Under Nevada law, extreme and outrageous conduct is that "which is outside all possible bounds of decency and is regarded as utterly intolerable in a civilized society." Welder v. Univ. of So. Nevada, 833 F.Supp.2d 1240, 1245 (D. Nev. 2011).

Plaintiff's complaint alleges that defendant's conduct "was extreme and outrageous and done for purposes of injuring [p]laintiff" and also that the conduct "was intentional, wilful, malicious and outrageous, and therefore, constitutes and [sic] intentional infliction of emotional distress to [p]laintiff." (Doc. #1 at p. 15).

The court finds that plaintiff has not adequately pled a claim of intentional infliction of emotional distress. While all well-pled claims are assumed true, this assumption does not carry over to legal conclusions. Iqbal, 556 U.S. at 678. Plaintiff's complaint does not contain detailed allegations sufficient to support an intentional infliction of emotional distress claim. Therefore, defendant's motion to dismiss will be granted as to plaintiff's fifth claim.

E. Negligent Hiring, Supervision, and/or Training of Employees

Defendant argues that plaintiff's complaint has failed to adequately plead the claim of negligent hiring, supervision, and training of employees. (Doc. #6 at p. 9).

Under Nevada law, an employer breaches its duty when it hires an individual who the employer knows or should have known had dangerous propensities. Hall v. SSF, Inc., 930 P.2d 94, 98 (Nev. 1996).

In order to prevail on a negligent training claim, a plaintiff must allege facts specifically indicating how an employer violated its duty to use reasonable care in the training and supervision of employees. See Reece v. Republic Services, Inc., 2011 WL 868386 *11 (D. Nev. 2011) (internal citations omitted). Demonstrating that an employee acted in a discriminatory manner is not sufficient to show an employer was negligent in hiring, supervising, or training. Id.

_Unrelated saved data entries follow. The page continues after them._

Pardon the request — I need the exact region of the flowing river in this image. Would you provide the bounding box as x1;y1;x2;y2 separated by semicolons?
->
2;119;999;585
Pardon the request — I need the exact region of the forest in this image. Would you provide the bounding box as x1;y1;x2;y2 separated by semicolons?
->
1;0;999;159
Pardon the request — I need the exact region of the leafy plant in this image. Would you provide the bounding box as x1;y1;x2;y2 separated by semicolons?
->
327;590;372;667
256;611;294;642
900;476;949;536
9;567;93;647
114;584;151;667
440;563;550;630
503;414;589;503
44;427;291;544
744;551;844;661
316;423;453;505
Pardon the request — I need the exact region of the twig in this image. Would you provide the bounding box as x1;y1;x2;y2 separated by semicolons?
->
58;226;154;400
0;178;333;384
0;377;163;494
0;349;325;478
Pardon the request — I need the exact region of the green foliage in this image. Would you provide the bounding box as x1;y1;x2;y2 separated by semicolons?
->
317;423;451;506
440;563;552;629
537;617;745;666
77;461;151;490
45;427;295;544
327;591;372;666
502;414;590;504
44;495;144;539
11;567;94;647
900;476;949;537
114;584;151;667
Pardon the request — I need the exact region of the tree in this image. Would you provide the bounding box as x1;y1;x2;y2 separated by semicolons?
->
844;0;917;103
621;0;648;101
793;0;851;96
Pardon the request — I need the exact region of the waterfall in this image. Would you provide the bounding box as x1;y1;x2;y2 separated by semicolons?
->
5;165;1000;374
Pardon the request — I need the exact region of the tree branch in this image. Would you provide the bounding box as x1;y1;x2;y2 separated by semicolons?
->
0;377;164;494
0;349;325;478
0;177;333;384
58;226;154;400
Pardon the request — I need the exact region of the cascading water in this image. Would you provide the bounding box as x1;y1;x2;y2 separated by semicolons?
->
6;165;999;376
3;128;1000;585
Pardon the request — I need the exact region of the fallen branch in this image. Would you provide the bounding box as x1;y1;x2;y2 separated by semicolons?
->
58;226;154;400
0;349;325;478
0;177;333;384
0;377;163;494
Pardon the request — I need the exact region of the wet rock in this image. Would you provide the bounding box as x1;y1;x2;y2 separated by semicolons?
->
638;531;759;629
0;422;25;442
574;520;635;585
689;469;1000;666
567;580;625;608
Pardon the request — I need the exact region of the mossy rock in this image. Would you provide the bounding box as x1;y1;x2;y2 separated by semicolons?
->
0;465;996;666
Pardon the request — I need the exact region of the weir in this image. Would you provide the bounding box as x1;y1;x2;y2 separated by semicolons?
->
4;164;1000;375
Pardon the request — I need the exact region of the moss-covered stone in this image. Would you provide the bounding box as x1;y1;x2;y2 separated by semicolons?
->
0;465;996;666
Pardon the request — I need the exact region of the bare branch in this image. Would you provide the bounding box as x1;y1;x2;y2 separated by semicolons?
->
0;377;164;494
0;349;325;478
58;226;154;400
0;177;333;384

Plaintiff's complaint has not alleged facts indicating that defendant violated its duties in hiring, training, or supervision. Plaintiff's complaint merely states:

[d]efendant knew or should have known that the conduct of its employees and supervisors, agents and employees might result in a violation of employee's rights. Defendant failed to institute sufficiently effective training programs, which may have identified its supervisors' and employees' illegal conduct and prevented further recurrences of discrimination or may have allowed employees to file complaints about discriminatory conduct.

(Doc. #1 at p. 17).

Plaintiff's allegations supporting this claim are conclusory, and therefore plaintiff fails to articulate a plausible claim for relief as required by 12(b)(6). Thus, defendant's motion to dismiss will be granted as to plaintiff's seventh claim.

IV. Conclusion

The court finds that plaintiff's first and third claims are timely and therefore defendant's motion to dismiss will be denied as to those claims. Additionally, the court finds that plaintiff's fourth claim is untimely, and so defendant's motion to dismiss will be granted on that claim. Finally, the court finds that plaintiff failed to support his fifth and seventh claims with sufficient factual allegations to meet the standard of rule 12(b)(6). Therefore, defendant's motion to dismiss will be granted as to those claims.

Accordingly,

IT IS HEREBY ORDERED, ADJUDGED, AND DECREED that defendant's motion to dismiss (doc. #6) be, and the same hereby is, GRANTED in part and DENIED in part, consistent with the foregoing.